Lets say i have df like this
ID | name_x | st | string |
---|---|---|---|
1 | xx | us | Being unacquainted with the chief raccoon was harming his prospects for promotion |
2 | xy | us1 | The overpass went under the highway and into a secret world |
3 | xz | us | He was 100% into fasting with her until he understood that meant he couldn't eat |
4 | xu | us2 | Random words in front of other random words create a random sentence |
5 | xi | us1 | All you need to do is pick up the pen and begin |
Using python and pandas for column st I want count name_x values and then extract top 3 key words from string.
For example like this:
st | name_x_count | top1_word | top2_word | top3_word |
---|---|---|---|---|
us | 2 | word1 | word2 | word3 |
us1 | 2 | word1 | word2 | word3 |
us2 | 1 | word1 | word2 | word3 |
Is there any way to solve this task?
CodePudding user response:
I would first groupby() to concatenate the strings as you show and then use collections Counter
and then most_common
. Finally assign it back to the dataframe. I am using x.lower()
because otherwise "He" and "he" will be considered a different word (but you can always remove it if this is intended):
output = df.groupby('st').agg(
name_x_count = pd.NamedAgg('name_x','count'),
string = pd.NamedAgg('string',' '.join))
After grouping by we create the columns by using collections.Counter()
:
output[['top1_word','top2_word','top3_word']] = output['string'].map(lambda x: [x[0] for x in collections.Counter(x.lower().split()).most_common(3)])
output = output.drop(columns='string')
Output:
name_x_count top1_word top2_word top3_word
st
us 2 he with was
us1 2 the and overpass
us2 1 random words in
CodePudding user response:
First, I added a space at the end of each string, as we will combine sentences while grouping.

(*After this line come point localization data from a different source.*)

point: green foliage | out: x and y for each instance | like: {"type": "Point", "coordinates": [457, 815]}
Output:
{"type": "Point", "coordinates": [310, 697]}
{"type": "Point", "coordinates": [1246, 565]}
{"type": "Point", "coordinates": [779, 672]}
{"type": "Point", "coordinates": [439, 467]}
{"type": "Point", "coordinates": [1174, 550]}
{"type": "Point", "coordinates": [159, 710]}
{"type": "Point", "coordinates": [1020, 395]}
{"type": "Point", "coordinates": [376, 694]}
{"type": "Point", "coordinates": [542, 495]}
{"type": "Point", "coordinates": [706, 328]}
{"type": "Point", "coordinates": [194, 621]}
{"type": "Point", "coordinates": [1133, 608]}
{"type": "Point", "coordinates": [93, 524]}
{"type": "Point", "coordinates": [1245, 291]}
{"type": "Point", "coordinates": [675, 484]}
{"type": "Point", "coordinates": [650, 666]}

Then I consolidated the sentences after grouping by the st column.
df['string']=df['string'] ' ' # we will use sum function. When combining sentences, there should be spaces in between.
dfx=df.groupby('st').agg({'st':'count','string':'sum'}) #groupby st and combine strings
Then list each word of the string expression, calculate their distribution and get the first 3 values.
from collections import Counter
mask=dfx['string'].apply(lambda x: list(dict(Counter(x.split()).most_common()[:3]).keys()))
print(mask)
'''
st string
us ['with', 'was', 'he']
us1 ['the', 'and', 'The']
us2 ['words', 'random', 'Random']
'''
Finally, add these first 3 words as new columns.
dfx[['top1_word','top2_word','top3_word']]=pd.DataFrame(mask.tolist(), index= mask.index)
dfx
st name_x_count top1_word top2_word top3_word
us 2 with was he
us1 2 the and The
us2 1 words random Random